La Topografía Y La Nanomecánica De Los Conos De Crecimiento Neuronal En Vivo Analizada Por Microscopía De Fuerza Atómica
Los conos de crecimiento neuronales son estructuras móviles situadas en el extremo de los axones que se traducen en información de guía extracelular en los movimientos direccionales. A pesar de la importante función de los conos de crecimiento en el desarrollo neuronal y la regeneración, se sabe relativamente poco sobre la topografía y las propiedades mecánicas de las distintas regiones subcelulares cono de crecimiento en estado activo. En este estudio, hemos utilizado el AFM para estudiar el dominio de P, la zona T, y el dominio C de los conos de crecimiento vivo Aplysia. La altura media de estas regiones se calculó a partir de contacto de modo imágenes de AFM a ser 183 + / - 33, 690 + / - 274, y 1322 + / - 164 nm, respectivamente. Estos hallazgos son consistentes con los datos derivados de las imágenes en modo dinámico de vivir y ponerse en contacto con las imágenes en modo de los conos de crecimiento fijos. Indentación nano-mediciones indican que los módulos de elasticidad del dominio C y T región zona fruncido varió entre 3-7 y 7-23 kPa, respectivamente. La gama de los módulo medido elásticas del dominio P fue 10-40 kPa. Imágenes de alta resolución del dominio P sugieren que sus resultados elástico relativamente alto módulo de una densa malla de filamentos de actina en lamellipodia y de haces de actina en la filopodios. El aumento de la rigidez mecánica de los dominios de P y T es probable importante para apoyar y transducción de la tensión que se desarrolla durante la dirección del crecimiento del cono.

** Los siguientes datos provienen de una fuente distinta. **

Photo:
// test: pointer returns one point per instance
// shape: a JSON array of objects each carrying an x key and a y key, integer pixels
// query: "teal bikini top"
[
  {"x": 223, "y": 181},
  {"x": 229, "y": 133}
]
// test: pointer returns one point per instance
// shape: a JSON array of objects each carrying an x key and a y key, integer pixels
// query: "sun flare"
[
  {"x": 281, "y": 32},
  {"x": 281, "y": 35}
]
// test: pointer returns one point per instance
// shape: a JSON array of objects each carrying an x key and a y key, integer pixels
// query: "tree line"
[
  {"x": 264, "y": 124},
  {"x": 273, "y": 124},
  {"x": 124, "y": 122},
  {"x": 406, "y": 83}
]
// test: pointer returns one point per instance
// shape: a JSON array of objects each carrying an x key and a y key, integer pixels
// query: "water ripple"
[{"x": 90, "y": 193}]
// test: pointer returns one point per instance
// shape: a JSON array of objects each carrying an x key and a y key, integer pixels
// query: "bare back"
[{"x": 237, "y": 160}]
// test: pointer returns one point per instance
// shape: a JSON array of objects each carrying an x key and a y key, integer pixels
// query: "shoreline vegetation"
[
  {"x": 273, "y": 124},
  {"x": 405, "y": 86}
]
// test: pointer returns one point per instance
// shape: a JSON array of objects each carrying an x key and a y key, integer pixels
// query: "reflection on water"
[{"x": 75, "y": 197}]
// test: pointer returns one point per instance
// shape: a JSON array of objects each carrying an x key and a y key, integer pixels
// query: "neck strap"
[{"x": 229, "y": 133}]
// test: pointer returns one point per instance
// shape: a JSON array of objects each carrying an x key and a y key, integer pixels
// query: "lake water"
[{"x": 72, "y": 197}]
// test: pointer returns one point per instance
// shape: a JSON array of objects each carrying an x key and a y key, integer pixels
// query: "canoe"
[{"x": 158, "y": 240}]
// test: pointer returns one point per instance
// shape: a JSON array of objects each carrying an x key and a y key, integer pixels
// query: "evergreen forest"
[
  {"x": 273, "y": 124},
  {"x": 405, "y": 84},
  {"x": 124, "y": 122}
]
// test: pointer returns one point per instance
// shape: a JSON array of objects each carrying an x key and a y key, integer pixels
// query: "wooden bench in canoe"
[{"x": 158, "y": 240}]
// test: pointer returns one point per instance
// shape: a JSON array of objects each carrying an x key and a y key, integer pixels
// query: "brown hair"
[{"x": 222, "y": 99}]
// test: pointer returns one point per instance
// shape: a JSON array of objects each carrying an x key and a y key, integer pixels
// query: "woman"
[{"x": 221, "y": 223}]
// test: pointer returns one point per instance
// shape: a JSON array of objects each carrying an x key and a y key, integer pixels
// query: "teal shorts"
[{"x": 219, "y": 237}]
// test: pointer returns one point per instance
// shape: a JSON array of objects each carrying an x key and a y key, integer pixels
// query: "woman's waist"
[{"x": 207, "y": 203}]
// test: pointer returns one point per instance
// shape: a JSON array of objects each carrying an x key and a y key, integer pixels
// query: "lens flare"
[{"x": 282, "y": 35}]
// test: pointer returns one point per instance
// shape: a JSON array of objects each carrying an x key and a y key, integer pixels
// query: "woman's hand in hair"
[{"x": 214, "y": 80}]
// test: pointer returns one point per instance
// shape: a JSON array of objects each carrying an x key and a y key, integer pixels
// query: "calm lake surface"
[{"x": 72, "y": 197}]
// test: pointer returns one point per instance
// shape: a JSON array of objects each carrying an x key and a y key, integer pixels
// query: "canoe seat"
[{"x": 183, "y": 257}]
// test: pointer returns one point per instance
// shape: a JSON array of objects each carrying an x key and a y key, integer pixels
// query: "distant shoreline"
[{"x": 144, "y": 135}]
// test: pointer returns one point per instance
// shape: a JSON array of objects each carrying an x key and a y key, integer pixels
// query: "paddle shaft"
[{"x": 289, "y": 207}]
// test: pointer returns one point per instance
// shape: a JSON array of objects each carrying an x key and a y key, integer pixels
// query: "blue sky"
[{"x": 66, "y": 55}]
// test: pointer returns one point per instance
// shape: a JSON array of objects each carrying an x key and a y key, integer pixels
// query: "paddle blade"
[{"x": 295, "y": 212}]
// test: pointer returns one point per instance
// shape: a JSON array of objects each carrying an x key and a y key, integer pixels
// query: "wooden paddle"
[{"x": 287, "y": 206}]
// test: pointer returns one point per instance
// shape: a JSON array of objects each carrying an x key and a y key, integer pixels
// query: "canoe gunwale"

Rescate De Partículas Infecciosas De Alfavirus Premontado Nucleocápside Núcleos
Alfavirus son pequeños, esféricos, envuelto, de sentido positivo, de una sola hebra de ARN, los virus responsables de la humana considerable y enfermedades de los animales. Uso de la microinyección de núcleos prefabricados como una herramienta, el sistema ha sido creado para estudiar el montaje y proceso de gemación del virus Sindbis, el miembro del tipo de los alfavirus. Se demuestra la liberación de virus infecciosos como partículas de células que expresan Sindbis glicoproteínas de la envoltura del virus después de la microinyección de nucleocápsidas virus de Sindbis purificados desde el citoplasma de las células infectadas. Además, se muestra que nucleocápsidas ensamblados in vitro son similares a los aislados en el citoplasma de las células infectadas con respecto a su capacidad para ser incorporados en viriones envueltos después de microinyección. Este sistema permite el estudio del proceso en ciernes alfavirus independiente de una infección auténtica y proporciona una plataforma para estudiar las necesidades virales y del huésped para ciernes.